The following script generates training data for a `TaBERT(K=3)` model with 
vertical self-attention:
```shell script
output_dir=data/train_data/vertical_tabert
mkdir -p ${output_dir}

python -m utils.generate_vertical_tabert_training_data \
    --output_dir ${output_dir} \
    --train_corpus data/preprocessed_data/tables.jsonl \
    --base_model_name bert-base-uncased \
    --do_lower_case \
    --epochs_to_generate 15 \
    --max_context_len 128 \
    --table_mask_strategy column \
    --context_sample_strategy concate_and_enumerate \
    --masked_column_prob 0.2 \
    --masked_context_prob 0.15 \
    --max_predictions_per_seq 200 \
    --cell_input_template 'column|type|value' \
    --column_delimiter "[SEP]"
```

**Parallel Data Generation** The script has two additional arguments, `--global_rank` and 
`--world_size`. To generate training data in parallel using `N` processes, just fire up 
`N` processes with the same set of arguments and `--world_size=N`. The argument `--global_rank` 
is set to `[1, 2, ..., N]` for each process.

## Model Training
Our models are trained on a cluster of 32GB Tesla V100 GPUs.

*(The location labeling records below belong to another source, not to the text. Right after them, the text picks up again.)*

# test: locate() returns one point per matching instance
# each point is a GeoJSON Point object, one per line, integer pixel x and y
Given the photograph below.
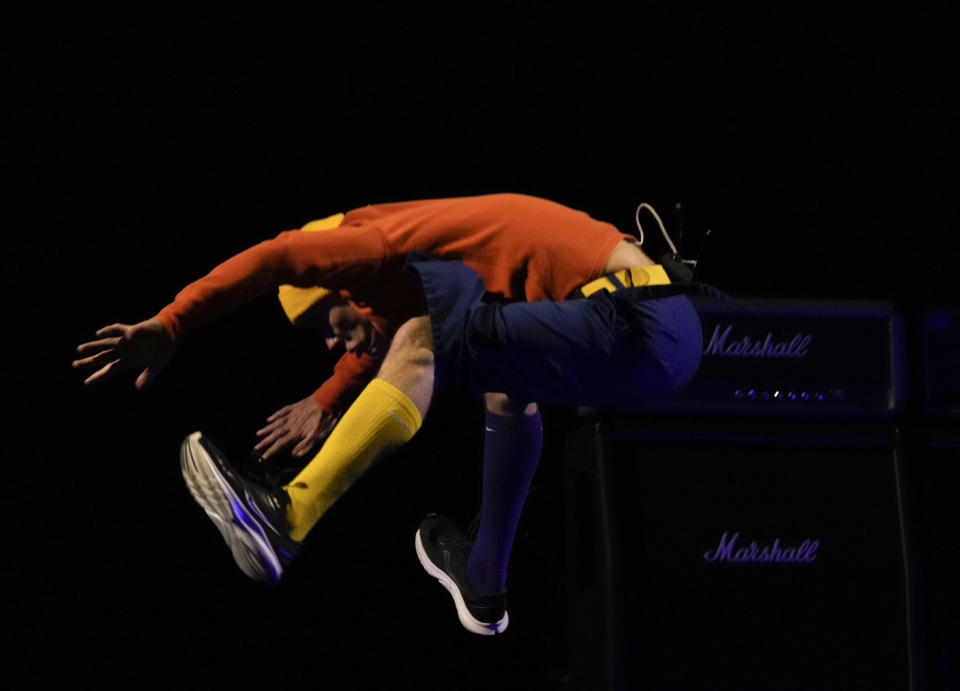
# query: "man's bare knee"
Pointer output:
{"type": "Point", "coordinates": [501, 404]}
{"type": "Point", "coordinates": [409, 363]}
{"type": "Point", "coordinates": [413, 343]}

The following script demonstrates 
training a vanilla `TaBERT(k=1)` model using a single GPU with gradient accumulation:
```shell script
mkdir -p data/runs/vanilla_tabert

python train.py \
    --task vanilla \
    --data-dir data/train_data/vanilla_tabert \
    --output-dir data/runs/vanilla_tabert \
    --table-bert-extra-config '{}' \
    --train-batch-size 8 \
    --gradient-accumulation-steps 32 \
    --learning-rate 2e-5 \
    --max-epoch 10 \
    --adam-eps 1e-08 \
    --weight-decay 0.0 \
    --fp16 \
    --clip-norm 1.0 \
    --empty-cache-freq 128
```

The following script shows training a `TaBERT(k=3)` model with vertical self-attention:
```shell script
mkdir -p data/runs/vertical_tabert

python train.py \
    --task vertical_attention \
    --data-dir data/train_data/vertical_tabert \
    --output-dir data/runs/vertical_tabert \
    --table-bert-extra-config '{"base_model_name": "bert-base-uncased", "num_vertical_attention_heads": 6, "num_vertical_layers": 3, "predict_cell_tokens": true}' \
    --train-batch-size 8 \
    --gradient-accumulation-steps 64 \
    --learning-rate 4e-5 \
    --max-epoch 10 \
    --adam-eps 1e-08 \
    --weight-decay 0.01 \
    --fp16 \
    --clip-norm 1.0 \
    --empty-cache-freq 128
```

Distributed training with multiple GPUs is similar to [XLM](https://github.com/facebookresearch/XLM).

## Reference

If you plan to use `TaBERT` in your project, please consider citing [our paper](https://arxiv.org/abs/2005.08314):
```
@inproceedings{yin20acl,
    title = {Ta{BERT}: Pretraining for Joint Understanding of Textual and Tabular Data},
    author = {Pengcheng Yin and Graham Neubig and Wen-tau Yih and Sebastian Riedel},
    booktitle = {Annual Conference of the Association for Computational Linguistics (ACL)},
    month = {July},
    year = {2020}
}
```

## License

TaBERT is CC-BY-NC 4.0 licensed as of now.